The Seattle online retailer announced plans to relaunch their online clothing and shoe business with a focus on the high end market.  Amazon already owns Shopbop, which carries hot, mid-range designer labels like Elizabeth and James, Marc by Marc Jacobs, Diane von Furstenberg, Alexander Wang, and KORS by Michael Kors among others. Recently acquired Zappos, which started by selling shoes online (see our picks for on trend Zappos shoes under $100), also carries clothing now – specifically, some of the same secondary designer lines.

You may remember from our infographic of where the wealthy shop online, that Zappos reaches more  shoppers in the $100,000/year household income category than sites for Neiman Marcus or Saks Fifth Avenue combined.

While it’s difficult to break out traffic to the apparel section of Amazon’s site specifically, Scot Wingo of ChannelAdvisor, a company that helps 3rd party sellers on Amazon and eBay, estimates clothing, shoe and accessory sales at Amazon.com to be anywhere from one-third to one-fourth of Amazon’s total $24.5 billion in sales. {Financial Times} There’s no word on if that includes sales from Endless.com, the separately branded shoe and handbag store the company launched in 2007.

The move comes after eBay revamped their fashion offerings to better compete with member sale sites like Gilt and Rue La La. eBay fashion now includes sample sales, a capsule collection from Narcisco Rodriguez similar to the type of pairing that H&M and Target have made popular, and a sleek new wrapper on the site to house it all.

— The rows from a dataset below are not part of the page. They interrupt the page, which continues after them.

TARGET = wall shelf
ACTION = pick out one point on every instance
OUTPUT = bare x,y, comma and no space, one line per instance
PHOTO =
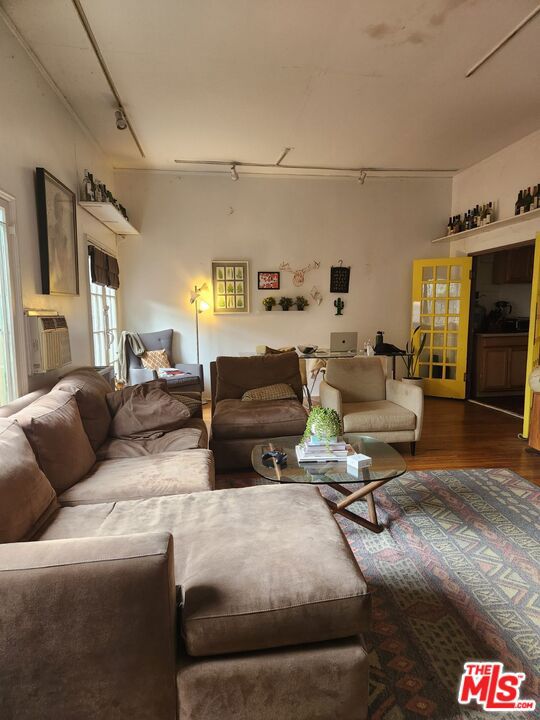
110,216
493,227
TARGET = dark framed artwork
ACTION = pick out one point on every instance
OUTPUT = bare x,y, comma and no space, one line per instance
339,278
57,228
268,280
230,281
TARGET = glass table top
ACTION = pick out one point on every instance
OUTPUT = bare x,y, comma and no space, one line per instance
387,463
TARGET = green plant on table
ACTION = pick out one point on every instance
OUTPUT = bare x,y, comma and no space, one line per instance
324,423
413,350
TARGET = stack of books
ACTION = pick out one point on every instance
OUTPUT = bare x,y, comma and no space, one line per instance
331,452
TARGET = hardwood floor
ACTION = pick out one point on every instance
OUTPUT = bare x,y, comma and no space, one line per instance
459,434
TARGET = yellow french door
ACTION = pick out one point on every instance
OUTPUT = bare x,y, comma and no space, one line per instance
533,355
440,305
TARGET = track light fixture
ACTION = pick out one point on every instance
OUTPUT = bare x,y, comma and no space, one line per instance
121,122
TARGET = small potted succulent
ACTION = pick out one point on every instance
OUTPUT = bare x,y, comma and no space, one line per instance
285,303
323,426
269,303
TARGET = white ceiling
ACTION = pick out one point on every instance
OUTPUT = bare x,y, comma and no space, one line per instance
353,83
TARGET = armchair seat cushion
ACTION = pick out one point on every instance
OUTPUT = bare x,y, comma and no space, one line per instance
144,477
235,419
377,416
301,584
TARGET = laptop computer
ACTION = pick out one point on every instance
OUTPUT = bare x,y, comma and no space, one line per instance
346,343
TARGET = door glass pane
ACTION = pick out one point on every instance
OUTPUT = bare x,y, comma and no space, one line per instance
441,290
442,272
438,339
440,307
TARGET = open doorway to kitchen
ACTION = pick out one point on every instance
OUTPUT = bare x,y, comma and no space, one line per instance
499,327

With a focus on the holiday season, Amazon will use the data they’ve gathered up until October to enhance the user experience from selection to close of sale. Lest anyone underestimate the significance of this, Amazon’s tracking and testing of things as small as the color of buttons, or 3 or 4 words of text on a page, are part of what’s contributed to a 12.8% conversion rate, while industry norms are around 4.9% (and 2-3% isn’t unheard of as a normal rate of people who purchase, compared to people who visit). {ClickZ}

And it’s all of those things that should shake fashion technophobes, who are still indecisive about a serious commitment to online retail. While  companies like Zara and H&M are tepid in their response to the growing necessity of online shopping, at least they’ve started. They may also be prime candidates to partner with Amazon – for years, Amazon handled Target’s online operations, so suffice it to say they know a thing or two about handling large amounts of rapidly moving inventory.

No, the people who should really be afraid are the labels which will wait so long to get into e-commerce, or respond to the trends within it that are emerging, that re-capturing the attention of shoppers who’ve stopped checking back to see if they’ve joined the 21st century will be even more costly and require more effort than if they’d bitten the bullet and just done something. While the Net-a-Porters and Gilts of the world are pushing the online shopping experience to mobile devices and beyond, they’ll still be playing catch up for pushing splash pages and clunky flash intros.

Offline retail will never die, but consumers have decided that the experience they want isn’t always in a store. To the retailers and brands still weighing their online options: when companies that have built their billions catering to that shift decide to focus on your customer, you don’t have long to decide.